Forget about 81%, Think about 1997

Two decades ago, Christine Leigh Heyrman won the Bancroft Prize (the prestigious annual book award by the Columbia University Libraries) for Southern Cross: The Beginnings of the Bible Belt. To read her epilogue is to be amazed at how fast times change.

Back then, Heyrman’s description of a suburban Baptist church in Delaware gave the impression that racial tensions were a thing of the past:

Every Sunday morning two worship services draw big audiences composed largely of middle-class families; whites predominate, but there is a sprinkling of African Americans and Asian-Americans. The lay people contribute handsomely to the maintenance of an impressive church edifice and to the construction of an ever-expanding number of smaller buildings for offices and classrooms. . . . Aside from unbelief, the sins most commonly condemned from the pulpit are adultery, drunkenness, and neglect of family and church. Preachers also routinely allude to the evils of abortion and homosexuality, but forbear elaborating their objections to such practices. What prompts such reticence is both the desire to shield young children in the congregation and to avoid offending those adults who hold differing views on these controversial matters or who oppose any mixing of religion and politics.

No mention is made of a Christian responsibility to seek social justice for the less fortunate, except on those rare Sundays when local African-American clergymen are invited to deliver the sermon.

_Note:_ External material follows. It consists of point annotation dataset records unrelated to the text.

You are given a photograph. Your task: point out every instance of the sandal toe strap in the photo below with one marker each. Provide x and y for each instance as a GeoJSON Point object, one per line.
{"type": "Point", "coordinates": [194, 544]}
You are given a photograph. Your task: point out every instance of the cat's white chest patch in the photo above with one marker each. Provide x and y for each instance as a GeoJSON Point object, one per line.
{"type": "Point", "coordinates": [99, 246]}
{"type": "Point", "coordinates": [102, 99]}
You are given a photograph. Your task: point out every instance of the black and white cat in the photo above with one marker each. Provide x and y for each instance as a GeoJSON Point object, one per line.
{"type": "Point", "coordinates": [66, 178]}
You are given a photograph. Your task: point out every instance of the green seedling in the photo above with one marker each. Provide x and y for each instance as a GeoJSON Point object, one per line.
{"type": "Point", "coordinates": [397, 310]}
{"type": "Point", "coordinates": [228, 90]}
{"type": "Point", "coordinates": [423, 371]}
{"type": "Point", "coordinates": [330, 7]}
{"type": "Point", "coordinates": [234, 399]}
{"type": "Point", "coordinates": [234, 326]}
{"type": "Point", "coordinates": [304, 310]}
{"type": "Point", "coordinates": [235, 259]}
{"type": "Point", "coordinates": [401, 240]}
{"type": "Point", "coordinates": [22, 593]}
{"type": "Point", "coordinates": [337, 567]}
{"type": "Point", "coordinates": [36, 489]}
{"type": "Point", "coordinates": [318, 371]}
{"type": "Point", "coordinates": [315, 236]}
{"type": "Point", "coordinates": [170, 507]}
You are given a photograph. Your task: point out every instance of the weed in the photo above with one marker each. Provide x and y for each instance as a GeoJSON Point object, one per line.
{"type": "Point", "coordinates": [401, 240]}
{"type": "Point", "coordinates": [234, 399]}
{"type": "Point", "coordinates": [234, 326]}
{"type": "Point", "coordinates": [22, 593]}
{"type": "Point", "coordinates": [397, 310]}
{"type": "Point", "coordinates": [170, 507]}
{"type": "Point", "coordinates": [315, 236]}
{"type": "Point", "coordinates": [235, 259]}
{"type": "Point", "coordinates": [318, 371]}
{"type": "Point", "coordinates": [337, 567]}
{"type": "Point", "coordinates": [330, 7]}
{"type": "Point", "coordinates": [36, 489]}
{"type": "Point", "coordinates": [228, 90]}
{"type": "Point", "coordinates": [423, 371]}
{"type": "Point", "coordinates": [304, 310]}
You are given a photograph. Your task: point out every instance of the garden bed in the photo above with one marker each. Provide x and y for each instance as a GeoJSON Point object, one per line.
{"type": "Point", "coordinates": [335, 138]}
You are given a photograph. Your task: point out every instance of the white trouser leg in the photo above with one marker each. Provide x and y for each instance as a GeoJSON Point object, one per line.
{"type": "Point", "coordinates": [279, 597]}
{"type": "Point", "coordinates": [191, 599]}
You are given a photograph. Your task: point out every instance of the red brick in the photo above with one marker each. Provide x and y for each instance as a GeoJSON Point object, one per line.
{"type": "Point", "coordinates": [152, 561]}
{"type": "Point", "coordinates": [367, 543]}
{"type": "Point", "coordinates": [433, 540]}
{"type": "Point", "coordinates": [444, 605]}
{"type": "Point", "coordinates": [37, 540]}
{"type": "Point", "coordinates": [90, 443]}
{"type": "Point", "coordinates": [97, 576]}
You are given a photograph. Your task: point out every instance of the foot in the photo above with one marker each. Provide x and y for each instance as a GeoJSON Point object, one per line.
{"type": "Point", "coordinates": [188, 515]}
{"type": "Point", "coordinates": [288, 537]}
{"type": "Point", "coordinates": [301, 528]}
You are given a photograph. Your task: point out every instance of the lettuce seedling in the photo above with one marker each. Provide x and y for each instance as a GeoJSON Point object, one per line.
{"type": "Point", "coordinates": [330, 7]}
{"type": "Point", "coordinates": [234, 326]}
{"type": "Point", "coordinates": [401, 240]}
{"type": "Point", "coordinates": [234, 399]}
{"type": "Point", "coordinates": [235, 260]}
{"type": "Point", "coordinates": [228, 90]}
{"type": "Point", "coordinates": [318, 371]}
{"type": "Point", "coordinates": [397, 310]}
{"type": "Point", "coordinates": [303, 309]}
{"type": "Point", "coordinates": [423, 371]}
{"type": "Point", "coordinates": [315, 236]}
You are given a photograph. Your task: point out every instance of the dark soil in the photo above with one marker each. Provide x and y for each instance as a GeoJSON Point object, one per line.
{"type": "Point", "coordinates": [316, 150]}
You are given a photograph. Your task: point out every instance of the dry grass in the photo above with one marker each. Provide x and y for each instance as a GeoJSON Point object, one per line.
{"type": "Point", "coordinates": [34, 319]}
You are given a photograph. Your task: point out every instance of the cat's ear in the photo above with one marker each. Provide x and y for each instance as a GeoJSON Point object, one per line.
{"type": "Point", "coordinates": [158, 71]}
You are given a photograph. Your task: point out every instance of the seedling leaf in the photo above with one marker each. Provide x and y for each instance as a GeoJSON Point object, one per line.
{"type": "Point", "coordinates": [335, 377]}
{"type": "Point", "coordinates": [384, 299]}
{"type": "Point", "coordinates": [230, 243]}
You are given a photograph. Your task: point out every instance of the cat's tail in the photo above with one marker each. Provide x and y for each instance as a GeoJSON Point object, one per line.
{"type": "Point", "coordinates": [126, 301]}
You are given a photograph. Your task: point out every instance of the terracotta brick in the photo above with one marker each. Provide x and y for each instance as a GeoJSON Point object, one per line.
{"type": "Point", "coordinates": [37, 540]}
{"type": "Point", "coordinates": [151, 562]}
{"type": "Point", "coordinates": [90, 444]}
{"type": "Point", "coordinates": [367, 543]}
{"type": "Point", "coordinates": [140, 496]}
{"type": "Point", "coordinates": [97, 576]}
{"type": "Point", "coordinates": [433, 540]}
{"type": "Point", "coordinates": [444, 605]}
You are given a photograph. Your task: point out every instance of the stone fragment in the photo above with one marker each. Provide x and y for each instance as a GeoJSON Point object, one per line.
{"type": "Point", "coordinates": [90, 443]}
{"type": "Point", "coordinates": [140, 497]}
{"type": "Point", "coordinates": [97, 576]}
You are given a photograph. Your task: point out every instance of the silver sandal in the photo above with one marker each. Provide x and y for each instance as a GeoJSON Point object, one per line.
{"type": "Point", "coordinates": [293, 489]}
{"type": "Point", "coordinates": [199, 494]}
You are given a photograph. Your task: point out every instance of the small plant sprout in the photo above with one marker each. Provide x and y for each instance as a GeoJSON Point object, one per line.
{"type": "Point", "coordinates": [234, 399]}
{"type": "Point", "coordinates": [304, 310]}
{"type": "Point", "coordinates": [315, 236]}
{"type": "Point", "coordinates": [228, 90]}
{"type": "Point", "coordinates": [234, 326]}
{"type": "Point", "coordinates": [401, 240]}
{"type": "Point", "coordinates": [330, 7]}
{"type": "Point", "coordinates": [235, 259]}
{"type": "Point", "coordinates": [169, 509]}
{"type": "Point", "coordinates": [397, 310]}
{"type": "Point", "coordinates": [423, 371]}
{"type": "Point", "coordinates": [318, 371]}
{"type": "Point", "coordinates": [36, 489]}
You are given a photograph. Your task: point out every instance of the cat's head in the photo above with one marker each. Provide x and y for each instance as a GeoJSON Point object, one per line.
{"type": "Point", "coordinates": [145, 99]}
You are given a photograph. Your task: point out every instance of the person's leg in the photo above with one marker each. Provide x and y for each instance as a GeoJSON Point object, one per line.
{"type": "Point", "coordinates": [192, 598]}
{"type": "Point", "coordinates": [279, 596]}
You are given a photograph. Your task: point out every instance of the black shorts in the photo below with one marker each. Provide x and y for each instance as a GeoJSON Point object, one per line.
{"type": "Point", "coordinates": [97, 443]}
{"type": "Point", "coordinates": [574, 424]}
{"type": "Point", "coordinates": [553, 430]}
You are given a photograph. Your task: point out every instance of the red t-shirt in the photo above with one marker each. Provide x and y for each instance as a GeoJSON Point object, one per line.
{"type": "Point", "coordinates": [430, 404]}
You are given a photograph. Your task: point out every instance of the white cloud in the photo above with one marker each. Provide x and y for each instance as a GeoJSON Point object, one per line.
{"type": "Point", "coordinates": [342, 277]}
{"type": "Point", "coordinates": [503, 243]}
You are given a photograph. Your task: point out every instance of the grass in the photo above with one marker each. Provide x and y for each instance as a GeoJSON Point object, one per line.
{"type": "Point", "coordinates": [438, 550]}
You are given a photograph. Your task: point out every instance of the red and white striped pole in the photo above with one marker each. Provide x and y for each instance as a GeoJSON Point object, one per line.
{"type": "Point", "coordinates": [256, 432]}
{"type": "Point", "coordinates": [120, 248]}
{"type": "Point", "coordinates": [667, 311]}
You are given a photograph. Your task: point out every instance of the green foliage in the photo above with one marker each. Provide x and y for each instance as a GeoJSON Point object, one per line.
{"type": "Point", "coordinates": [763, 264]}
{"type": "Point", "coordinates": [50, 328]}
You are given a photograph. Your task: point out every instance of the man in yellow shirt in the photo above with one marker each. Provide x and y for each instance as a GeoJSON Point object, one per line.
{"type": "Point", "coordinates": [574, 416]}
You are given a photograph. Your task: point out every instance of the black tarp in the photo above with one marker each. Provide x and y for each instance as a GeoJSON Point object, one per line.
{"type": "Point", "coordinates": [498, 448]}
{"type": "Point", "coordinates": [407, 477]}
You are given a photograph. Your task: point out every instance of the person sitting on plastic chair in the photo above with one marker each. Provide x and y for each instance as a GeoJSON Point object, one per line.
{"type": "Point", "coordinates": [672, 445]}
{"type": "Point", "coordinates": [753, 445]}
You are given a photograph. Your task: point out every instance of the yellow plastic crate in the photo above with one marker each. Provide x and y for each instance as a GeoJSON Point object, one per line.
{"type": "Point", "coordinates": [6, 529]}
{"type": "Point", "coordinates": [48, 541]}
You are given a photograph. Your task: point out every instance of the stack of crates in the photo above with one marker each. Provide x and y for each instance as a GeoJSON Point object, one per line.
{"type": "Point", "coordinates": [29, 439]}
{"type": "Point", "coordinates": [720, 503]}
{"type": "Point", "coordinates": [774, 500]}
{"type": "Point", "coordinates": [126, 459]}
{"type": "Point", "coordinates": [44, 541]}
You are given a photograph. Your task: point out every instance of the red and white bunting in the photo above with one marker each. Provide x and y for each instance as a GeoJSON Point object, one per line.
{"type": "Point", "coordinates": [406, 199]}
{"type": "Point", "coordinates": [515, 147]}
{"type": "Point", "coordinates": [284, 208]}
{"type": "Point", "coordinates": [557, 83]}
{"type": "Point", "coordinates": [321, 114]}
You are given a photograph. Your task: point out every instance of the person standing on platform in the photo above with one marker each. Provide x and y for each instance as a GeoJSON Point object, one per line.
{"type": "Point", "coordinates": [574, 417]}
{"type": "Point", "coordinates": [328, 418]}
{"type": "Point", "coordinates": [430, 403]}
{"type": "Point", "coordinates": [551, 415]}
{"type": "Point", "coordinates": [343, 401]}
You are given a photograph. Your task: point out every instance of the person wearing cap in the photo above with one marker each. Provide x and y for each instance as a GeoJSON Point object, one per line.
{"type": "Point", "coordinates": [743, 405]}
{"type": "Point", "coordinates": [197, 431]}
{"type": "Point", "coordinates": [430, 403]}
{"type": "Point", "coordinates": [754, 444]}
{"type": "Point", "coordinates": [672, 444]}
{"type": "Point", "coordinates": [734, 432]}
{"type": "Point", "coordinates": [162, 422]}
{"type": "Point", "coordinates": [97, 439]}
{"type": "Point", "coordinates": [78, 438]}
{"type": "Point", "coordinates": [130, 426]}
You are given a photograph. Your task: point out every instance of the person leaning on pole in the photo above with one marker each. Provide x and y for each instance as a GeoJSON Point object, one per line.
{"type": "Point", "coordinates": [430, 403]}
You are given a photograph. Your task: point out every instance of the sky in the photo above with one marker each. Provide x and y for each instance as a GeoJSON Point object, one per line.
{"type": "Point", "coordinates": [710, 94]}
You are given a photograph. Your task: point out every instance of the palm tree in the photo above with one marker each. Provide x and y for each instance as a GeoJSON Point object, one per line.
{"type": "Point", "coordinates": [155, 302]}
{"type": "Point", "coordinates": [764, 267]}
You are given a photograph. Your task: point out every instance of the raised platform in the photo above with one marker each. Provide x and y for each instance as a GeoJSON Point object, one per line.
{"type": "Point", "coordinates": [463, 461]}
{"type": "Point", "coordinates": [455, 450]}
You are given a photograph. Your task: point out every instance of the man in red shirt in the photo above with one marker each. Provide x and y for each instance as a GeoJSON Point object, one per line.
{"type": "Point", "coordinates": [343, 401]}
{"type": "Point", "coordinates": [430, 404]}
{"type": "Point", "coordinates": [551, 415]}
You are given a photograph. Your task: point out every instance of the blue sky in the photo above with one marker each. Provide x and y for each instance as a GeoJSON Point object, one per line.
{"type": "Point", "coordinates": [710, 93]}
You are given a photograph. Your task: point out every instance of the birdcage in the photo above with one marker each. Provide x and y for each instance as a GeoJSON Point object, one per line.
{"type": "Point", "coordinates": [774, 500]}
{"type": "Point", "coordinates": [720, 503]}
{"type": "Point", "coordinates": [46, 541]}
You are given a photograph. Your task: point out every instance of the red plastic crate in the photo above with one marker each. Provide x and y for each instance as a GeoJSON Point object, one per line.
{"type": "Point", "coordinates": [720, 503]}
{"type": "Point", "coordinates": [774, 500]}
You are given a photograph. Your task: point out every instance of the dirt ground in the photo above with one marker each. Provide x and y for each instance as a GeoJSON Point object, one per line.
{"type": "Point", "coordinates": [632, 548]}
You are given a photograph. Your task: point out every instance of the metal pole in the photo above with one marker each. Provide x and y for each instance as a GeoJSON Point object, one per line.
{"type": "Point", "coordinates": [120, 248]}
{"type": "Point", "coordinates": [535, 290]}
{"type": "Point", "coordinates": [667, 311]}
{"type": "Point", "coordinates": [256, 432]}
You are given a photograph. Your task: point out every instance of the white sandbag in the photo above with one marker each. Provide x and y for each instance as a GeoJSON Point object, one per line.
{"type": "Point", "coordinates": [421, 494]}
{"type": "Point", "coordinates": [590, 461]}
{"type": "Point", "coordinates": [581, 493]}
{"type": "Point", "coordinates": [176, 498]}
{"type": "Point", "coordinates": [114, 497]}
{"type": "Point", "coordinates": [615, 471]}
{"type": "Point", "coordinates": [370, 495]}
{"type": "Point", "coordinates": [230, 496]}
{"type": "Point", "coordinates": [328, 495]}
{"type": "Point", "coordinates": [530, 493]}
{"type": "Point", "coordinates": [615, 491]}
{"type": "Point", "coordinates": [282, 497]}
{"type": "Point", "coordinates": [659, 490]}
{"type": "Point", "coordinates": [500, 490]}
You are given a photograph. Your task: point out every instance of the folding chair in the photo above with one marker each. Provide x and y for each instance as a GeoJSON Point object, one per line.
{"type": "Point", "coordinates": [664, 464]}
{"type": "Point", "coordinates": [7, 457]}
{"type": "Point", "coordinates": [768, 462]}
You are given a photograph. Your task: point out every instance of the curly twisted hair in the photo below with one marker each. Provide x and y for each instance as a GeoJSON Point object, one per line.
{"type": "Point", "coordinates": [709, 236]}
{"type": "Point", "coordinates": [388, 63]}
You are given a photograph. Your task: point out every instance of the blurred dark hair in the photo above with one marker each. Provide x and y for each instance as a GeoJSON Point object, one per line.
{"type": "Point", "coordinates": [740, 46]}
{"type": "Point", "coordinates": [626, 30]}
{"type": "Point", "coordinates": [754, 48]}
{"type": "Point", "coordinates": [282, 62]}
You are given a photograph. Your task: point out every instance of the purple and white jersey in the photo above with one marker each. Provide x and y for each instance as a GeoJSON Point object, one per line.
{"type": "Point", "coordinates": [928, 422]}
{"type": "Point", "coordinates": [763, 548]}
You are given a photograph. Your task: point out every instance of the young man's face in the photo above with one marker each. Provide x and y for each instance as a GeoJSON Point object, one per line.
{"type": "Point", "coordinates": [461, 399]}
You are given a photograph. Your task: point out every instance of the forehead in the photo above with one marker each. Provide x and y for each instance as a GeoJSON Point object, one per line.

Even on these occasions, black preachers raise the issue of racism mainly to reassure whites in the congregation that all has been forgiven and forgotten in the name of their common Christianity, at which the collective sense of relief is almost palpable — though short-lived. For black ministers immediately turn to calling upon the guilty to repent of the more familiar litany of moral lapses with a driving eloquence and stark emotional force to which their white colleagues never resort. Such verbal pyrotechnics probably lie outside the scope of some white preachers, but all, in any event, studiously disdain such tactics, favoring instead low-key, genial homilies that interlace biblical references with humorous anecdotes and moral bromides. At the root of their resistance is less that they regard this tradition of fiery oratory as alien, a performance art peculiar to African Americans, but that it is all too familiar a fixture from the white evangelical past to have fallen from memory. . . . Nor is the caution of white preachers on this score misplaced, for African-American preachers elicit enthusiastic responses mainly from other black members of the congregation, while many whites register a mixture of confusion, amusement, and, above all, discomfort (256-57)

Of some note here is the idea that this white evangelical congregation was squeamish about mixing religion and politics, and that black preachers were not vocal about decrying white supremacy and its attendant sins.

That was 1997.

And yet, Heyrman also let readers know that evangelicals were scary:

Like all their predecessors, evangelical leaders in the late twentieth century seek acceptance and power by insisting that the authentic voice of “the people” finds utterance in the langauge of Canaan — as spoken in their accent — articulating their deepest desires, values, and aspirations. But, in many respects, today’s evangelicals strive to keep the faith especially with those who first introduced southerners to the way of the cross, their common ground being the resolve to recast the very cultures that they claim to represent. And they do so, as the next millennium approaches, with more imposing resources and even greater ingenuity than in any other period of American history. (260)

Imagine that. Evangelicals trying to recast America in their image with resources and power of which previous generations could only dream.

And they hadn’t even discovered Donald Trump.